Stefano Domenicali confirme le soutien de la F1 à Mohammed Ben Sulayem pour préparer le retour des moteurs V8 à l’horizon 2030 ou 2031
Les V8 atmosphériques appartiennent au passé de la Formule 1 depuis 2014. Pour ceux qui ont connu cette époque, difficile d’oublier leur sonorité et leur caractère. Mais cette fois, leur retour ne relève plus seulement du fantasme des nostalgiques : la F1 et la FIA regardent clairement dans la même direction.
Stefano Domenicali a confirmé à Zandvoort que la possibilité de revoir des V8 en Formule 1 était désormais prise très au sérieux. Le président de la FIA, Mohammed Ben Sulayem, pousse lui aussi ouvertement dans cette direction.
La réglementation moteur de 2026 vient à peine d’entrer en vigueur que les instances réfléchissent déjà à sa succession. Le nouveau règlement a conservé le V6 turbo tout en donnant davantage de poids à la partie électrique. Une technologie impressionnante, mais qui ne fait clairement pas l’unanimité dans le paddock.
Le débat porte donc désormais sur la génération suivante, attendue autour de 2030 ou 2031. Ben Sulayem s’est montré particulièrement favorable à l’idée d’un moteur thermique plus simple. Surtout, il ne semble pas vouloir attendre indéfiniment pour faire évoluer la réglementation. Domenicali vient désormais de donner du poids à cette orientation.
Interrogé par De Telegraaf lors du Grand Prix des Pays-Bas, le patron de la F1 a clairement répondu à la question. Lorsqu’on lui demande quelles sont les chances de revoir des V8 en Formule 1, sa réponse est assez directe : « Je pense qu’elles sont assez élevées. Le président de la FIA est très favorable à cette idée et nous le soutenons. Bien sûr, tout doit encore être défini, mais je pense que nous allons tous dans la bonne direction. »
Ce n’est pas encore une décision réglementaire, évidemment. Mais entendre le patron de la F1 soutenir aussi clairement la position de Ben Sulayem change tout de même la nature du débat. On est désormais loin du simple souhait de quelques fans de retrouver les moteurs qui hurlaient à plus de 18 000 tr/min.
Les pilotes commencent aussi à peser dans le débat
Domenicali insiste également sur un point qui mérite d’être retenu : la F1 doit écouter ses pilotes. L’Italien les décrit comme les « joyaux » de la discipline et reconnaît que leur retour d’expérience compte dans les réflexions sur les futures motorisations.
C’est assez logique. Les pilotes sont aujourd’hui confrontés à une gestion de l’énergie particulièrement complexe avec les unités de puissance 2026. Une partie du spectacle dépend désormais de la manière dont ils récupèrent, stockent et déploient l’énergie électrique.
La technologie est spectaculaire, mais elle peut aussi donner une impression de pilotage trop calculé. C’est ce que certains observateurs reprochent à la nouvelle génération de F1.

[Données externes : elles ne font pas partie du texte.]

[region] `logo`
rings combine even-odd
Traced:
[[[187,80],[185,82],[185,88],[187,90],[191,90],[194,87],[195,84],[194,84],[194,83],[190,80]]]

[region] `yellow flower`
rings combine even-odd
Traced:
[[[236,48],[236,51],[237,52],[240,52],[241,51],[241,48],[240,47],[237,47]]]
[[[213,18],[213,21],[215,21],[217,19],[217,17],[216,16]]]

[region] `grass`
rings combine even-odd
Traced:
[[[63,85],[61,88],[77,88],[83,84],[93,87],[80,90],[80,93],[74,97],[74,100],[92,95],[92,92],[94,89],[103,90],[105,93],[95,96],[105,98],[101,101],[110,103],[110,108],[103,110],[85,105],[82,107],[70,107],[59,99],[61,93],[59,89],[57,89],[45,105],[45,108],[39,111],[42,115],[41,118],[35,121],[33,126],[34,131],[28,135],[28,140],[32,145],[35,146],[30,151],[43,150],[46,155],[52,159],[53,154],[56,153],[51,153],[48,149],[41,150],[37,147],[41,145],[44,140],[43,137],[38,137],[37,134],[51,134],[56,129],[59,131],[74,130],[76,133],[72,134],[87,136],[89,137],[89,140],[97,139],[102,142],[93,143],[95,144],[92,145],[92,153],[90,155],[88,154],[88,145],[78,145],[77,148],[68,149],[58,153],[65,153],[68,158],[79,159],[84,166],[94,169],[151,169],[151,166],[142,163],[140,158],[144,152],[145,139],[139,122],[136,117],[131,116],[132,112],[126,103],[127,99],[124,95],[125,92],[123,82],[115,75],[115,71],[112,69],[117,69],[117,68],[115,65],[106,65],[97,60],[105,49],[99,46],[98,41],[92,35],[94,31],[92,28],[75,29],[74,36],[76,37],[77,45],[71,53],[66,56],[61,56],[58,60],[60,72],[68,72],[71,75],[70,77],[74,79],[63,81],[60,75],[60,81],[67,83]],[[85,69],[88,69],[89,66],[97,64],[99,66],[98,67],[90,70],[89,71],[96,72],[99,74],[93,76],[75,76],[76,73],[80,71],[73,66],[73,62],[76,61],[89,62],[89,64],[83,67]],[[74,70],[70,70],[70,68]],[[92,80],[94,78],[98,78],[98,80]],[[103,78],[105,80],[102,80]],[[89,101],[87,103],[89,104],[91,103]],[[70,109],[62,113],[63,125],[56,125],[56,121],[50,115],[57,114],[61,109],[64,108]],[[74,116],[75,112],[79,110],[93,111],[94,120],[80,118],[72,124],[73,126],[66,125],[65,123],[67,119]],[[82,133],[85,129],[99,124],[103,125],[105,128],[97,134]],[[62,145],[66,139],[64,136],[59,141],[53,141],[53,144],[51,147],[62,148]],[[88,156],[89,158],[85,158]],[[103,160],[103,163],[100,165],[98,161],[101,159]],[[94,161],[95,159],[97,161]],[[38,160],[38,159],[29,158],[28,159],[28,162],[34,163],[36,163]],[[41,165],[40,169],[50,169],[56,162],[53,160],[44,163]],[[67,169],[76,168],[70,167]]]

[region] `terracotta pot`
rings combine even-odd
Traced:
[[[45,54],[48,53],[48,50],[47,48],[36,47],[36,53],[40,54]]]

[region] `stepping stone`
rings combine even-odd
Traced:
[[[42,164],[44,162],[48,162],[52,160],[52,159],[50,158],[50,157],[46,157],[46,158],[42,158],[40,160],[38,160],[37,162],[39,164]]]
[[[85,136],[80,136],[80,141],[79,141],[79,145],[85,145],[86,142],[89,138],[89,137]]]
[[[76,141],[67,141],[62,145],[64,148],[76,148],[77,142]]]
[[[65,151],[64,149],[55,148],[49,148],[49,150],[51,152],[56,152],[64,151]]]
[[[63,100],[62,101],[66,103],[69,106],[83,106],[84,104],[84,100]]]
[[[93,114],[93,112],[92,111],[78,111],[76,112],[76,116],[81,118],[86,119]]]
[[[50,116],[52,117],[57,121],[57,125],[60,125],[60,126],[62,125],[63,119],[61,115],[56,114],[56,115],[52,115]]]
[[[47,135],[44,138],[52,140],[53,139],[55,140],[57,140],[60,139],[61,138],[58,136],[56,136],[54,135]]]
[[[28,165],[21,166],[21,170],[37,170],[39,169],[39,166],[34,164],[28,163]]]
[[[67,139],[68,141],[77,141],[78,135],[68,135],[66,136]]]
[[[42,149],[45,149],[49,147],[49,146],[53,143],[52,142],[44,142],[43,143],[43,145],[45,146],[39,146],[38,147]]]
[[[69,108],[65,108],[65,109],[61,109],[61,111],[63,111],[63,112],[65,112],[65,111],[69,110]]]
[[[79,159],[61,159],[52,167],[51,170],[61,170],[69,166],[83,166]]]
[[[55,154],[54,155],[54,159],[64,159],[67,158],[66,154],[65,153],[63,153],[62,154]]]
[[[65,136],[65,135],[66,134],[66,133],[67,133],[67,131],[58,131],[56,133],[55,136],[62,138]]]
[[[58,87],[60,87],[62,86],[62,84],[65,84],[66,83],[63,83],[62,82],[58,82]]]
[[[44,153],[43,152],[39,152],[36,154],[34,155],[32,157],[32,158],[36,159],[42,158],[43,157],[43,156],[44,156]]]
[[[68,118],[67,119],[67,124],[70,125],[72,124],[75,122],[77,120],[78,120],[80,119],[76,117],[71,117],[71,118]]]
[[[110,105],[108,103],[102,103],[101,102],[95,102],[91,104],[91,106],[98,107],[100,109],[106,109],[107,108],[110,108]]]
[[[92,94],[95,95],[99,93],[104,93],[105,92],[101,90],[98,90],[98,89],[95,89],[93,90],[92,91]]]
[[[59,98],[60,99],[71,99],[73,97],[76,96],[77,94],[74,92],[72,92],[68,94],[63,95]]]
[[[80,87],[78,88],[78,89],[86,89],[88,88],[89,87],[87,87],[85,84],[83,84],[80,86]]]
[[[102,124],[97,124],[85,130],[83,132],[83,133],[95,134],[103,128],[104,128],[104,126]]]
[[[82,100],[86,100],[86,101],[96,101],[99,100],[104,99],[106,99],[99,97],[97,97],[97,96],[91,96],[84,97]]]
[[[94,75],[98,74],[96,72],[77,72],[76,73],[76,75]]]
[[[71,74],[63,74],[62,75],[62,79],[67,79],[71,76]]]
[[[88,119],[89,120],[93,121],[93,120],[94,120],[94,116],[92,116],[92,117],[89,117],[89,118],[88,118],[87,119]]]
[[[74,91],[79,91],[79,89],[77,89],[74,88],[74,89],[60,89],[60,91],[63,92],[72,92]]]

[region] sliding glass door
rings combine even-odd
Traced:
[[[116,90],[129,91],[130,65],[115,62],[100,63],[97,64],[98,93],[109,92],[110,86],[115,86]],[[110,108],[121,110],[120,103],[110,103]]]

Domenicali rappelle toutefois que cette évolution n’est pas arrivée par hasard. Les constructeurs avaient eux-mêmes poussé la discipline vers cette technologie hybride lorsqu’ils ont voulu renforcer le lien entre la F1 et l’automobile de série.
Il ne faut toutefois pas imaginer une copie conforme des V8 de 2006 à 2013. La prochaine génération devra répondre aux contraintes actuelles de la Formule 1, notamment sur les émissions et les carburants. L’idée d’un moteur thermique beaucoup plus simple pourrait donc être associée à un carburant durable et à une électrification réduite.
C’est probablement le compromis que cherchent les dirigeants : retrouver un moteur qui ressemble davantage à une vraie mécanique de course sans abandonner les progrès réalisés sur le plan environnemental.
Revenir au V8 uniquement pour retrouver du bruit n’aurait pas beaucoup de sens. En revanche, utiliser une architecture plus légère, moins complexe et moins coûteuse tout en conservant un carburant durable pourrait séduire beaucoup plus largement.
Damon Hill met un bémol à l’enthousiasme
Tout le monde n’est cependant pas convaincu que le retour du V8 réglerait les problèmes de la F1.
Damon Hill a notamment appelé à la prudence. L’ancien champion du monde estime que le public de la Formule 1 a changé depuis la dernière époque des V8. Les nouveaux spectateurs n’ont pas nécessairement le même rapport au bruit et à l’expérience vécue sur les circuits.
Son argument peut paraître surprenant pour les anciens fans, mais il mérite d’être entendu : ce qui nous manque énormément n’est pas forcément ce que la nouvelle génération réclame.
Pour autant, le signal envoyé par Domenicali est difficile à ignorer. La F1 et la FIA ne promettent pas encore le retour des V8, mais elles ne cachent plus leur intérêt pour cette possibilité.